Dual space of Bochner space Let $B$ be a refexive Banach space. I want to show that 
$$(L^2(0,T;B))^* = L^2(0,T;B^*)$$ and that 
the dual pairing is
$$\langle F,f \rangle_{L^2(0,T;B^*), L^2(0,T;B)} = \int_0^T \langle F(t), f(t) \rangle_{B^*,B}.$$
Can anyone help me with either part? Thanks.
 A: No proof in the generality that is desired is going to be very brief. But all the essential ideas come from the usual, scalar case. First we need the following:

Definition. A Banach space $V$ is said to have the Radon-Nikodym property with respect to a measure space $(X, \Sigma, \mu)$ if, for every $V$-valued vector measure of bounded variation $\nu$ which is absolutely continuous with respect to $\mu$, there exists a Bochner integrable $f \in L^1(X,V)$ such that $\nu(E) = \int_E f \, d\mu$ for every $E \in \Sigma$. 

In other words, spaces with the Radon-Nikodym property are precisely those in which the generalization of the Radon-Nikodym theorem for scalar functions holds. Then the key result that one needs to prove is due to Phillips:

Reflexive Banach spaces have the Radon-Nikodym property.

A proof of this requires a decent amount of machinery and a proof of this fact and other related facts is the subject of Chapter 2 of Vector Measures by Diestel and Uhl. Now, with this fact under our belt, we have the following result:

Theorem. Let $(X, \Sigma, \mu)$ be a finite measure space, and let $V$ be a Banach space such that $V'$ has the Radon-Nikodym property. Then, for $p \in [1, \infty)$, $L^p(X,V)' \cong L^q(X,V')$ isometrically, where $1/p + 1/q = 1$. 

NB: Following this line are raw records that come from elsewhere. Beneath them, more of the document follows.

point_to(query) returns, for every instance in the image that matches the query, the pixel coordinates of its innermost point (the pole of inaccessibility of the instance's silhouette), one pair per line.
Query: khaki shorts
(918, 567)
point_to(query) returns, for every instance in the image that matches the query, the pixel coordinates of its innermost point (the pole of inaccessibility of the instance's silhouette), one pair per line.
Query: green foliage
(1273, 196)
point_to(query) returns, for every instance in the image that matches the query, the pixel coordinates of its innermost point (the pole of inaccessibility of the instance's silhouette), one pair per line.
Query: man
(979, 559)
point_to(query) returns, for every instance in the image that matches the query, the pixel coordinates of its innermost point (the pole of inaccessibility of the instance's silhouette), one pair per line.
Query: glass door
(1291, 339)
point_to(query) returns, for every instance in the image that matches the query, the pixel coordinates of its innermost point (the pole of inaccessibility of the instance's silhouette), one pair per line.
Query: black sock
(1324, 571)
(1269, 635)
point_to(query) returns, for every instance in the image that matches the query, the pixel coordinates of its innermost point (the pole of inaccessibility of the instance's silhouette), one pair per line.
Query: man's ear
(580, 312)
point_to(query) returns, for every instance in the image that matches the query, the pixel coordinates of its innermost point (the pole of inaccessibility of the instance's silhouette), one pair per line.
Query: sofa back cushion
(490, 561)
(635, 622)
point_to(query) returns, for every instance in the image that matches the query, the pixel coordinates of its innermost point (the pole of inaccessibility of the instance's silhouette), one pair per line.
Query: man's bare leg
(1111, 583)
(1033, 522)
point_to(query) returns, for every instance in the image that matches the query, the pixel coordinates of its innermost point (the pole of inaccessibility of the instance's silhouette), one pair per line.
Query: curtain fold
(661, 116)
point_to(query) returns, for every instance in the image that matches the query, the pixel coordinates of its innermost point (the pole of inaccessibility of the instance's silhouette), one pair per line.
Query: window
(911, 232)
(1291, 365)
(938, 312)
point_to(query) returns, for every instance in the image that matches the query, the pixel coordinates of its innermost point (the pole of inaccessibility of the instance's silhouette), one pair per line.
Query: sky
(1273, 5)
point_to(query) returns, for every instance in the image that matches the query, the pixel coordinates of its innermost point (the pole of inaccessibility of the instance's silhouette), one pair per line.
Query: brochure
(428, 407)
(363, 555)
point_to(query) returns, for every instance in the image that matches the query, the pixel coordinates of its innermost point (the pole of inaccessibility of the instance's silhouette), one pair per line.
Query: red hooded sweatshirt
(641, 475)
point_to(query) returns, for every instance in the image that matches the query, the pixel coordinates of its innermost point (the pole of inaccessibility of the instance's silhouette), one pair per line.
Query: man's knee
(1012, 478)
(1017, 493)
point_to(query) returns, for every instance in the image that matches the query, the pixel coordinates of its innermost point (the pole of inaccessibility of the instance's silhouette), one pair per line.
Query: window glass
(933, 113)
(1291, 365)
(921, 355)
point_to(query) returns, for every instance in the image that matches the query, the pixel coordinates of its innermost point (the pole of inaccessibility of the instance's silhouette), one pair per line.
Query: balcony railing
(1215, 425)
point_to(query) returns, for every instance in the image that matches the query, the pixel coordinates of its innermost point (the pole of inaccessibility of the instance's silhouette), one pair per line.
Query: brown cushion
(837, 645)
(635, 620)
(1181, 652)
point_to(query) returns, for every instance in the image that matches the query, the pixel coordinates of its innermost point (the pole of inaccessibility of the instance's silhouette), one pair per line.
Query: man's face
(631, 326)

Proof. Suppose $g \in L^q(X,V')$. Then, for $f \in L^p(X,V)$, the map $\Lambda_g(f) = \int_X \langle f, g \rangle \, d\mu$ is clearly a continuous linear functional, so $L^q(X,V') \subseteq L^p(X,V)'$. To prove the reverse inclusion, let $\Lambda \in L^p(X,V)'$. For $h \in L^{\infty}(X,V)$, $|\Lambda(h)| \le C \|h\|_p \le  C \|h\|_{\infty}$, and hence $\Lambda$ is also a continuous functional on $L^{\infty}(X,V)$. Now, $\Lambda$ induces a $V'$-valued vector measure absolutely continuous with respect with $\mu$ given by
$$ \langle \nu(E), x \rangle = \Lambda(x 1_E)$$
for each $x \in V$. Then, as $V'$ has the Radon-Nikodym property, then there exists $g \in L^1(X,V')$ such that $\nu(E) = \int_E g \, d\mu$. Then, by approximating each $f \in L^p(X,V)$ by simple functions, we have that $\Lambda(f) = \int_X \langle f, g\rangle \, d\mu$. Finally, it is straightforward to show that $g$ is in fact also in $L^q$.